Did you watch The Sentinel? To see the original contest announcement, please click here.
It was a homework assignment, people. Like Rosemary’s Baby and Burnt Offerings, the film is a great blend of old Hollywood actors and new ones. It’s a cycle story, based on a best-selling book in the golden age of ’70s horror.
But for our purposes, it contains repeating objects that morph and escalate the plot. Again and again, we get tight insert shots of little items. Can you name them all?
What’s at stake is a lavish collection of Easter stuff. Candy, a rabbit, that stuff. All for the one person who—first—names the key morphing object that represents the entire metaphor of the story. Please, don’t just say the item. Please give a little detail about why your item is the central metaphor.

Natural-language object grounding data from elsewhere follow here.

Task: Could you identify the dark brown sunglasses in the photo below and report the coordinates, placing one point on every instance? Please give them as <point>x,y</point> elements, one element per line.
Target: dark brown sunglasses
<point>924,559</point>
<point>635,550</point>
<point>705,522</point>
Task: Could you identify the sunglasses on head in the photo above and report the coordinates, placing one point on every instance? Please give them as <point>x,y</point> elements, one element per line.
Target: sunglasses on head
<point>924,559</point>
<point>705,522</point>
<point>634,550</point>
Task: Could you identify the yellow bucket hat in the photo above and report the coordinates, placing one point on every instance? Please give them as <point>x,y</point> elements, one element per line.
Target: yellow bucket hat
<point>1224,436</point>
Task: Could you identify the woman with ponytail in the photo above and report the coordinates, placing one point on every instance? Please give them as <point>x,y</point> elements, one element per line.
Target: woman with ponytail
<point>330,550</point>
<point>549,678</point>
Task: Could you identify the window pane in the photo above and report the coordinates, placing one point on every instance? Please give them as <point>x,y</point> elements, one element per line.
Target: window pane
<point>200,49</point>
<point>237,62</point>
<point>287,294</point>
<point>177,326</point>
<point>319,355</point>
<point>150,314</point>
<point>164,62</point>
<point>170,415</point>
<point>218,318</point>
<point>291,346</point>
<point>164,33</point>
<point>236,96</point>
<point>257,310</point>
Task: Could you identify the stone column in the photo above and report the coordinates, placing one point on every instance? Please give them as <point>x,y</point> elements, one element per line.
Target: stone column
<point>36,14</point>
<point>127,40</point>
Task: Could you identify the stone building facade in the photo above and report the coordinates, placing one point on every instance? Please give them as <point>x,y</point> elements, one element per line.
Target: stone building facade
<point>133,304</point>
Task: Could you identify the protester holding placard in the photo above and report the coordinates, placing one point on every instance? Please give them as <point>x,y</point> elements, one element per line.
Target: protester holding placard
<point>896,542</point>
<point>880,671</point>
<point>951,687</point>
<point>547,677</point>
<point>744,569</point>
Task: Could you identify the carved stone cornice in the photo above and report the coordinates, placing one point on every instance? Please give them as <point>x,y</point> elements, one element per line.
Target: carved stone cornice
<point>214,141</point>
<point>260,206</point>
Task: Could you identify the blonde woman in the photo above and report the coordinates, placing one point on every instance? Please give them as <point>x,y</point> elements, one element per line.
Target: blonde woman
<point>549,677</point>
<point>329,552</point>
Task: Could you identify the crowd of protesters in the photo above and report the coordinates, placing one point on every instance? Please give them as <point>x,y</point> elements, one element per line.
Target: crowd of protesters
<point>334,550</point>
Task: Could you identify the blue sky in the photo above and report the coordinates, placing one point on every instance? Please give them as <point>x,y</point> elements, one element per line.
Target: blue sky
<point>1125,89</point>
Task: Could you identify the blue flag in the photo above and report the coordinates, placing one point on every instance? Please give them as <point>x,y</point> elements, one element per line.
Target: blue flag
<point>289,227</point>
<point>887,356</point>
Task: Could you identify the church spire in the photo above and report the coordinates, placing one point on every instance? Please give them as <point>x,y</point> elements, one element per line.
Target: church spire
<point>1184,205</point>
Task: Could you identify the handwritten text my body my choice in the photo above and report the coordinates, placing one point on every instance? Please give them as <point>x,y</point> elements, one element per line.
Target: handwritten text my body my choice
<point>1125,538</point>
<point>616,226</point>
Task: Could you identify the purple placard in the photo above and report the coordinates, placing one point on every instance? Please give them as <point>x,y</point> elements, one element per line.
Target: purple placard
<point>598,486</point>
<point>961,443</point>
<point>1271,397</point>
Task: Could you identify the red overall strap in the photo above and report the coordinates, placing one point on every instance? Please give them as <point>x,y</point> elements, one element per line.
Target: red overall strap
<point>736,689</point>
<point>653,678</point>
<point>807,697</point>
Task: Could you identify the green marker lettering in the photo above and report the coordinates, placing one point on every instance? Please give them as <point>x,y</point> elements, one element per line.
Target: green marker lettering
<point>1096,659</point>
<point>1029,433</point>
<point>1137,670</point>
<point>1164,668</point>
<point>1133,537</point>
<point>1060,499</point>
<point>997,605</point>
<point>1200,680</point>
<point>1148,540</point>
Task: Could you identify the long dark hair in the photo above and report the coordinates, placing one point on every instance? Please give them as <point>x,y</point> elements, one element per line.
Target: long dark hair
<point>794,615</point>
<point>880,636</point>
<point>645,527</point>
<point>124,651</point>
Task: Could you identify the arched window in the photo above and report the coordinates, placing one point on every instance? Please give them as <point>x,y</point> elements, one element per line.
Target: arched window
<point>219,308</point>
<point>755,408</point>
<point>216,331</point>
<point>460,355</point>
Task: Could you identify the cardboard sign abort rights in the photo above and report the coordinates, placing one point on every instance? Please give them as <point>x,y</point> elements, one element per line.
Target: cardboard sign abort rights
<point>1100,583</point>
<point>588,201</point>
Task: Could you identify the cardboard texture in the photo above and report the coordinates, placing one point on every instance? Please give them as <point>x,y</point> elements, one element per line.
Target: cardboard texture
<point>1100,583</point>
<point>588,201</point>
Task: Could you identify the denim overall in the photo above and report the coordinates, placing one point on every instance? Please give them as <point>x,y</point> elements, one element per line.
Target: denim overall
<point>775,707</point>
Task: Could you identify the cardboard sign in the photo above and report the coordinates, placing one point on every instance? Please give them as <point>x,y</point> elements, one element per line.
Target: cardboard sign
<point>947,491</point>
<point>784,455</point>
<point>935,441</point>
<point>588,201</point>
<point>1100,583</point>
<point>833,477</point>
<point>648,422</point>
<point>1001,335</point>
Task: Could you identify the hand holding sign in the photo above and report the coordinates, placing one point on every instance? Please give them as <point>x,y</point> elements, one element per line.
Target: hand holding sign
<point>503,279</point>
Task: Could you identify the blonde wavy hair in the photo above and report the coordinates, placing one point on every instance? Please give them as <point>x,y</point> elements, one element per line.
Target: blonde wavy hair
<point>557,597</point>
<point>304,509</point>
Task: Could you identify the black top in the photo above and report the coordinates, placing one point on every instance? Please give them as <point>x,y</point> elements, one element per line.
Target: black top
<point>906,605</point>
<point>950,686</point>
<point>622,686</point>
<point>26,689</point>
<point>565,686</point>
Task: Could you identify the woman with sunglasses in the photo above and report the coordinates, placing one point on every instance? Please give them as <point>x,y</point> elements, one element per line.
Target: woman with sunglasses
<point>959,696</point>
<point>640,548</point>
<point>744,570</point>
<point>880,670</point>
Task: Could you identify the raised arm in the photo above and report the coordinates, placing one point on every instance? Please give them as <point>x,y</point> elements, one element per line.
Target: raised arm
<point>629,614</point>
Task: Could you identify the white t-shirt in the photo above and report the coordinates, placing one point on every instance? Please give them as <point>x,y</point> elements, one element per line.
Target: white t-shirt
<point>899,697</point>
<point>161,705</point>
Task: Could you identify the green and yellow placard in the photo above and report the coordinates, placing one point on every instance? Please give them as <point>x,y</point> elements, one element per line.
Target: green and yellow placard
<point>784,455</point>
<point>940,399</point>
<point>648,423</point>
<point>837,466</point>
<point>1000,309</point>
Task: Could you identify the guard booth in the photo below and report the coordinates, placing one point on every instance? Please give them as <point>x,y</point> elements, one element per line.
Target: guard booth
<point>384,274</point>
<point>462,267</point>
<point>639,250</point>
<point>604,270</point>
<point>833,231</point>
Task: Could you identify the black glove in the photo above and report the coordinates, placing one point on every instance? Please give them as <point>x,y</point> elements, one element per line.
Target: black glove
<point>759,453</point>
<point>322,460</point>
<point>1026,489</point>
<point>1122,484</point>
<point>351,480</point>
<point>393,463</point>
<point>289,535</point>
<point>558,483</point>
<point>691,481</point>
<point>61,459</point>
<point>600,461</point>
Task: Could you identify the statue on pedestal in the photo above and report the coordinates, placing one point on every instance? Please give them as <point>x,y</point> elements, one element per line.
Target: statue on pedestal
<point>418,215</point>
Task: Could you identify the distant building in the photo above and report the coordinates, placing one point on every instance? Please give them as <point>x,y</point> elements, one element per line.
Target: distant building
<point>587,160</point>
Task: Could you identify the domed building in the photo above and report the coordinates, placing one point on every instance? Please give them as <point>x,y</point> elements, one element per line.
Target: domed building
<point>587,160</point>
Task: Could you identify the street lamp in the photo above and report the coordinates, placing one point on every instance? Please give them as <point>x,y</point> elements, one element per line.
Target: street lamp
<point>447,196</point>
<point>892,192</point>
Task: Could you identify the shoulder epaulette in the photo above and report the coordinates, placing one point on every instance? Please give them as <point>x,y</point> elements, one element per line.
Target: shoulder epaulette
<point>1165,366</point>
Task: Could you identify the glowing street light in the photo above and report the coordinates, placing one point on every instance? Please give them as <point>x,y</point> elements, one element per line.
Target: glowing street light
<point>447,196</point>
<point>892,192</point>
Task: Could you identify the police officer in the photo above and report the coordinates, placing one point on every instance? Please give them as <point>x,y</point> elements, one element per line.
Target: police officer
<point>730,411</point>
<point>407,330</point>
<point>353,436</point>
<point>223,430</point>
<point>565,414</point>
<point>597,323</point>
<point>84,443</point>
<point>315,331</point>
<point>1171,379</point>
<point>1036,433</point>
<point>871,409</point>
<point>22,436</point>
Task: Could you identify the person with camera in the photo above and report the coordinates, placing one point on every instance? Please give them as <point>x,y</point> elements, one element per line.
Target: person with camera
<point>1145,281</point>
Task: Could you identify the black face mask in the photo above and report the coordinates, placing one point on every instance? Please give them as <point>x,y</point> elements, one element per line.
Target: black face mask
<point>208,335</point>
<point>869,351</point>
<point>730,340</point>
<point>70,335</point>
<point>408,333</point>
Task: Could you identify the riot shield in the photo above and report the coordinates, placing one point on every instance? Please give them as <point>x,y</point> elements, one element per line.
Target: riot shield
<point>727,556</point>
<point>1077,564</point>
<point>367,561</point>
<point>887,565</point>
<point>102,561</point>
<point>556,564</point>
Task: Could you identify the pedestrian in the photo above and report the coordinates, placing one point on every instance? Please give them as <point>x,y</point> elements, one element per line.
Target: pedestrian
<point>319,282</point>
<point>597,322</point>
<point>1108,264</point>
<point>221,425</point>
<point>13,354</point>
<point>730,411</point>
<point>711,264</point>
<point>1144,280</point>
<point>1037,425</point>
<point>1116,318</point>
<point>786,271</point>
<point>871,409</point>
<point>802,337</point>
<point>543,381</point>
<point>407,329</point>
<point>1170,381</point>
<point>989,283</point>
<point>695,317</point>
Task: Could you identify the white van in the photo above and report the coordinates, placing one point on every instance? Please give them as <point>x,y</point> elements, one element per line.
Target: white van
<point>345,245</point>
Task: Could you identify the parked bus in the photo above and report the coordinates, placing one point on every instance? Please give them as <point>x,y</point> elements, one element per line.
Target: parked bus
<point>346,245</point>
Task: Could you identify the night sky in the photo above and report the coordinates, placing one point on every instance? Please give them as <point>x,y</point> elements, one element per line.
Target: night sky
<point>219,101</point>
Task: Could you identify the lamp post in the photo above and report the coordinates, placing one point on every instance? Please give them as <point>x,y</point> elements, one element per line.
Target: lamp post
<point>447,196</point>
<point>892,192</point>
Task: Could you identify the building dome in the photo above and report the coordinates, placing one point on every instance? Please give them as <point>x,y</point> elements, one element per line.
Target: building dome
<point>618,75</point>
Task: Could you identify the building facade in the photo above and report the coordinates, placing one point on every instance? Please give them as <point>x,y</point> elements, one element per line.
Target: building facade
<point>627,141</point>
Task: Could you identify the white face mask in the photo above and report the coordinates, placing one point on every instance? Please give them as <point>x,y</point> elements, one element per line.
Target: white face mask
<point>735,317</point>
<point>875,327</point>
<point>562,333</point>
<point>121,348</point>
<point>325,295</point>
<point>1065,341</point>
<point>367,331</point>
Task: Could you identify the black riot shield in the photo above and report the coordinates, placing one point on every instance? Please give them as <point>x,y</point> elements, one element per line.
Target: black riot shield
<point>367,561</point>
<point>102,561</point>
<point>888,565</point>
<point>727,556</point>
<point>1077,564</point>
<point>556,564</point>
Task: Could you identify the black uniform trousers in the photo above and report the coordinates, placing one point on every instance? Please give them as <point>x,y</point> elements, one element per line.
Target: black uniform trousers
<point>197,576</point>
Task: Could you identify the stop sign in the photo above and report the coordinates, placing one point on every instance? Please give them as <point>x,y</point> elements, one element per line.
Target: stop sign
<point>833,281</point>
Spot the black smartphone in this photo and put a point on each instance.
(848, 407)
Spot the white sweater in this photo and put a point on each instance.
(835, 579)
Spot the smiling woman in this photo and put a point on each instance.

This is sounding like a school assignment, sorry. But it’s a good way to become aware of objects and how they appear and disappear and change throughout a story.
You have until Tuesday, April 4th, to enter your Comments.
I’ll be judging the Monkees contest soon. So go for it.
I'm not going to say yeah or nay. I'll let people battle it out until Tuesday.
The handkerchief. It begins as white, in Michael's hands, doing close up magic with Alison when her mother rings about her father. Alison's mother then has the white handkerchief dabbing at her eyes. Handkerchief then morphs to red in the hand and round the neck of the guy on Alison's photoshoots both times before she collapsed. Charles Chasen also uses a red handkerchief to cover her eyes before his party. Handkerchief becomes blue in Michael's top pocket and used again for close up magic at a party. Finally the next prospective male tenant has a white handkerchief he presses to his lips. This morphing object tracks the 'horse' of illusion, deception and escape seen in close up magic, Houdini posters, and the posters of Alison in Britain: familiar but alien. The colours white, red and blue are very All American, but also white for innocence, red for temptation and blue for redemption which Mary wears in pictures and nuns often do. So the cycle is innocence, Hell's temptation and God's salvation.